About 30 years ago SIMN was dismantled and responsibility for data collection was transferred to the regional level, consisting of 19 Regions and 2 Autonomous Provinces.
This shift caused difficulties in the availability of complete and homogeneous records for the whole country. Data acquired in the most recent years are typically available in digital format, making it easier to combine disparate regional datasets. However, historical measurements only exist in printed format, through the Hydrological Yearbooks published by the National Hydrological and Mareographic Service.
There have been a few initiatives to attempt to partially recover this information in the past, but they were often limited in scope, focusing on specific periods or geographical areas.
Why is the lack of digital data a problem?

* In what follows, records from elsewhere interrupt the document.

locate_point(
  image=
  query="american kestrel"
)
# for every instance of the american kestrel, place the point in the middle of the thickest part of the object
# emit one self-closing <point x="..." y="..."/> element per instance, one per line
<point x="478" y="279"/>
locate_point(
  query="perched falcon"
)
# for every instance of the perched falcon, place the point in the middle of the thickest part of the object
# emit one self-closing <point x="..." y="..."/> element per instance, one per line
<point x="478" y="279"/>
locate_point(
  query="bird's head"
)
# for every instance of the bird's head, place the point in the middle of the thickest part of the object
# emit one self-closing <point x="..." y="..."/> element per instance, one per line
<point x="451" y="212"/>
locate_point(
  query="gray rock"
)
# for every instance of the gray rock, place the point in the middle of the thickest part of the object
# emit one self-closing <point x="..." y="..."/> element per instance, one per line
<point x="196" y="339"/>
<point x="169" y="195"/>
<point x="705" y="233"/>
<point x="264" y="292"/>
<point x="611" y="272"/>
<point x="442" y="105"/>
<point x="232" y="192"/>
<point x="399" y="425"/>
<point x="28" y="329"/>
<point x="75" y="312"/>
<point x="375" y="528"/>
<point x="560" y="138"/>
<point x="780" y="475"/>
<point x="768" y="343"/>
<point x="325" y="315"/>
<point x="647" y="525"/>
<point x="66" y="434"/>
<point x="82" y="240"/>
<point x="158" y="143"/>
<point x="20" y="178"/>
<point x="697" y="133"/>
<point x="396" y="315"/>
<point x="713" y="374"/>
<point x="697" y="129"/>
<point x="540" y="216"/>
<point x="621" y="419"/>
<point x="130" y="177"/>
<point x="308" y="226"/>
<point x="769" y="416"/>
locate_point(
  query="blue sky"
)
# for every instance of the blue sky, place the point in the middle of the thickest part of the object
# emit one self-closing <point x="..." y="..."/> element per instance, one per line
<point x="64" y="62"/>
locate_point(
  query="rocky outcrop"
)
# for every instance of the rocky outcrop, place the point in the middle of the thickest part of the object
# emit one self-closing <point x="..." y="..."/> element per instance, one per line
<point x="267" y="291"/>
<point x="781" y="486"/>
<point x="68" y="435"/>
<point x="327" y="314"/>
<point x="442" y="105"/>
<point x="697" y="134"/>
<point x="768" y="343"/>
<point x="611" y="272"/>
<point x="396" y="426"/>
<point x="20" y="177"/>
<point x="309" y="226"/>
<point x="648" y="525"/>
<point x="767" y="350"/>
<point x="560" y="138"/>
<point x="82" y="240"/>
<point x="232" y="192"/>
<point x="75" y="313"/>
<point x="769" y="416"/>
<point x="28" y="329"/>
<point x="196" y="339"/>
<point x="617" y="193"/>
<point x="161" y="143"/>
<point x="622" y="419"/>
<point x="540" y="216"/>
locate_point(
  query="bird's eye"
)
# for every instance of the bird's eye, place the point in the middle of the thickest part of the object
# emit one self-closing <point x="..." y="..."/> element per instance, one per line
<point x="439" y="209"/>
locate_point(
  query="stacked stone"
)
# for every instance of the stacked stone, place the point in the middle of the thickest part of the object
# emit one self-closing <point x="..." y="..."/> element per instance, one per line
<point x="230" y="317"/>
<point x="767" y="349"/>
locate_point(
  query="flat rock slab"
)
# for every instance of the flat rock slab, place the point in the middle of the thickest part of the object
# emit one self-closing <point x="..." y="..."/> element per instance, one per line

One of the major problems that both hydrologists and climatologists face is the limited amount of historical data that can be used to test new methodologies or train models. This lack of data is even more critical in a country like Italy, with complex morphology and climate that varies substantially across the territory. The recovery of this considerable amount of data would not only allow a better understanding of the climate of the last century but would also serve to estimate how the climate and the hydrological cycle could change in the future.
Why not use optical character recognition software?
Despite the remarkable improvements in Optical Character Recognition (OCR) software and machine learning / artificial intelligence techniques, the most accurate digitization approach is still based on manual transcription.
Most of these records are printed in old documents, and the ink may be partially damaged. For example, an “8” can be easily mistaken for a “3” in these conditions. Moreover, these tables contain several hand-written corrections performed by different people with different handwriting. All these peculiarities limit the applicability of standardized automated approaches.
How you can help
The SIREN project is looking for volunteers to help in the digitization process. You can find out more here.
The goal of the project is the digitization of Italian historical hydro-meteorological records to produce a consistent national-scale dataset. The task for the volunteers is the transcription of data and the interpretation of handwritten corrections that could be reported on these printed documents.
All the pages of the Hydrological Yearbooks are available as images on the website. Pages are randomly selected for users to transcribe. No specific knowledge of the topic is needed and there is a simple tutorial on the website that allows users to quickly identify the relevant data and the name of the gauging station. No specific equipment is needed, just a computer and an internet connection are enough.
Paola Mazzoglio, a research assistant at Politecnico di Torino, who is involved in organising the project, said the resulting dataset “could be useful for a wide range of possible applications, from design purposes to water management planning to research. Moreover, this new dataset could allow researchers to better understand the climate of the last century in Italy and could be useful to estimate how river floods, drought periods and, more generally, the climate, might change in the future.